/bc-gym-planning-env

Brain Corp OpenAI Gym planning env

Primary LanguagePythonMIT LicenseMIT

Brain Corp robotic motion planning environment

This is a python package that provides a robotic planning environment with an interface that is similar to OpenAI gym.

The task is navigation of 2d large robots in tight spaces.

env = RandomMiniEnv()
obs = env.reset()


while not done:
    action = planner.plan(obs)
    observation, reward, done, info = env.step(action)

Motion planning challange

Here's a motion planning challange for you!

To get started, please see run_the_challange.py script. In there you will see a motion planning experiment implemented in the "planning env" framework.

The task is to implement an algorithm with an interface similiar to SimpleActor that is, one that has .act function that maps Observationto Action`. Its job is to steer the robot from where it is currently to to the end of the path.

Note that this is not "full black box RL" set up. Specifically, things that are OK to do include:

  • using explicit information about forward model of the robot (i.e. assume knowledge of the movement equations and their parameters)
  • disabling noise of the system and implementing a solution to such a simplified problem first

Nevertheless, in case someone wants to use RL, we have included code that provides rewards for following sub-segments of the wanted path.

Here's a visualization of our algorithm solving this challange in real-time.

bot-to-rght left-to-bot

Statefullness of the env

You can save and restore the full state of the environment. This is useful for example for Monte Carlo simulation, where you need to run many rollouts from one state.

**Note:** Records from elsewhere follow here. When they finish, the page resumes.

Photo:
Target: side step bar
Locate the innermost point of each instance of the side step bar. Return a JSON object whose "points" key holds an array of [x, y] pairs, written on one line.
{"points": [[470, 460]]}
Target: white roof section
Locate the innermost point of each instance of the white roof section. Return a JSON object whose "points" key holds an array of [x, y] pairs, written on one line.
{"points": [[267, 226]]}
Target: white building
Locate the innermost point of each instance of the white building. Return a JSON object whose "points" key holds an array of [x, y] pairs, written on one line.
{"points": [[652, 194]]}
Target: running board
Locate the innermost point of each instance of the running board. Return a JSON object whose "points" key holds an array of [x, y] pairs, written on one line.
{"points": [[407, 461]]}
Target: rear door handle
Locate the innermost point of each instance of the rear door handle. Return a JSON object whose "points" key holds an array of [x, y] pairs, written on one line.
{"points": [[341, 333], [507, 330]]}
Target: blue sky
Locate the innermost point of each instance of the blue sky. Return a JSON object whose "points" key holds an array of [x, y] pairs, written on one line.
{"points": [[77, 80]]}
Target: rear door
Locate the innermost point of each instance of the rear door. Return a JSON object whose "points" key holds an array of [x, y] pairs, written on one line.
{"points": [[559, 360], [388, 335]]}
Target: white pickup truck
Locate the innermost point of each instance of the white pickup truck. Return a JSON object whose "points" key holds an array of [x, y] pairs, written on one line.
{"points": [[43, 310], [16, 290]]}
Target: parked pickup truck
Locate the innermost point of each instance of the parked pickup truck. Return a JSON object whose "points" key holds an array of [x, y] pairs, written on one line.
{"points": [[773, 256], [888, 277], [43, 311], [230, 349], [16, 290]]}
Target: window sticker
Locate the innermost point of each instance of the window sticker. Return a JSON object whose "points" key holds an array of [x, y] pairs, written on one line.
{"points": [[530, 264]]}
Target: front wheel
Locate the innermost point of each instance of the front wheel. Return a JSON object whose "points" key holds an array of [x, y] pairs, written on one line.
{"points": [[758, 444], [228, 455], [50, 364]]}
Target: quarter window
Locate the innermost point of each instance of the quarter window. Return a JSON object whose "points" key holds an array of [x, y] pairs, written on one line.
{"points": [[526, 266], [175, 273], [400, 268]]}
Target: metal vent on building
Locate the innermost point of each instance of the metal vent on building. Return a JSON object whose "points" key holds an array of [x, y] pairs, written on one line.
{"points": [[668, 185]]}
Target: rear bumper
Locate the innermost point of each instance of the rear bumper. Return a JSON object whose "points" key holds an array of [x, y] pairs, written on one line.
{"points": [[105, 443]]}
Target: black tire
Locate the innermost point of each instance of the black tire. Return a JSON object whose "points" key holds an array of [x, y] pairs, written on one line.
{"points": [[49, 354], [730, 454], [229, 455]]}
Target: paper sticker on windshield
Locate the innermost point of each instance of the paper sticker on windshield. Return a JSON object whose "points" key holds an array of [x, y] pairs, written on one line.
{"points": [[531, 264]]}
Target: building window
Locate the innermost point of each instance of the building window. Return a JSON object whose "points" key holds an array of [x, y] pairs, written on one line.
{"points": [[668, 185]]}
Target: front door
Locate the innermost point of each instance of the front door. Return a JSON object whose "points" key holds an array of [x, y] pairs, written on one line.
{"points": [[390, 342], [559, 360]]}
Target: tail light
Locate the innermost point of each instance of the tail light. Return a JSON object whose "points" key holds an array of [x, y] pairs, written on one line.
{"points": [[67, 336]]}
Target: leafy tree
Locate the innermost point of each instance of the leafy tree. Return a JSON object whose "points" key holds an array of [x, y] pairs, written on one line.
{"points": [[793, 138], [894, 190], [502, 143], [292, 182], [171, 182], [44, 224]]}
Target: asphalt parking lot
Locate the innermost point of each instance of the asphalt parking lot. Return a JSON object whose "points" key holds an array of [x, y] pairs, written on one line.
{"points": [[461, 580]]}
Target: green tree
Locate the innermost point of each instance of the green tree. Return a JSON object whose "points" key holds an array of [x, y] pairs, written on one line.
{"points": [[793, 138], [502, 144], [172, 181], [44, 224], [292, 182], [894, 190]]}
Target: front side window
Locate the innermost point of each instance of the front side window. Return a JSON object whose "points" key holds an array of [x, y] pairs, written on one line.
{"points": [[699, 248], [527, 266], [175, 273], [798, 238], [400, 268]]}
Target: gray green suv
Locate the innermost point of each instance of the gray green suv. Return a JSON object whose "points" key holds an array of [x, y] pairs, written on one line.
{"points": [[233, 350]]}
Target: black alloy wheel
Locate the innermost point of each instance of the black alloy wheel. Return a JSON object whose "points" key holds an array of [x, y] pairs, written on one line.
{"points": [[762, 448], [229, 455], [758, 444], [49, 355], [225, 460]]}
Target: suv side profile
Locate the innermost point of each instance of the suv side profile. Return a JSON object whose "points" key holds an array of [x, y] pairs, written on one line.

The syntax works as follows

state = env.get_state()

# do sth with the env, try out some plan
while sth():
    env.act(some_action)

# restore the env to the previous state
env.set_state(state)

Pickling, Saving, Loading

All pieces of the framework can be rendered to basic python types (int, float, dict, the most complicated numpy.ndarray). What is more, the objects can be constructed back from this representation in a completely idempotent way.

This way you can use pickle to save / load whatever you want.

Tour of the main classes

  • Observation from envs.base.obs represents the type of observation that is returned from the environment.
  • Action from envs.base.action represents the action that is passed for execution to the environment
  • PlanEnv from envs.base.env is the class that represents the environment itself.
  • State from envs.base.env is the class that represents the state of the environment
  • ContinuousRewardProvider from envs.base.reward is a class that interprets what robot has done in the environment and assigns rewars for it

Runners

Please see the scripts in scripts for examples how to run the environment.

Types of environments

The base class is envs.base.env.PlanEnv You need to supply a path to follow and costmap that represents obstacles.

An example of this is given in the script scripts.env_runners.rw_randomized_corridor_3_boxes, where we load a custom costmap and path based on percepts from a real robot.

There are additional classes that supply these path and costmaps in special ways:

  • envs.mini_env.RandomMiniEnv - randomized, synthetic 'parallel parking' small square environment with one obstacle, where you have to reach next pose that can be close to you, but can have an ankward path to it.
  • envs.synth_turn_env.AisleTurnEnv - a randomized synthetic environment where you have to follow a path turnning into an aisle.

Relation to OpenAI gym

A frequently asked question we get is

why not just subclass gym.Env? This is because gym depends on scipy. At Brain Corp, we choose not to use scipy.

As far as we can see from the code, OpenAI gym is on the road to remove this dependency. Hopefully then we will subclass it fully.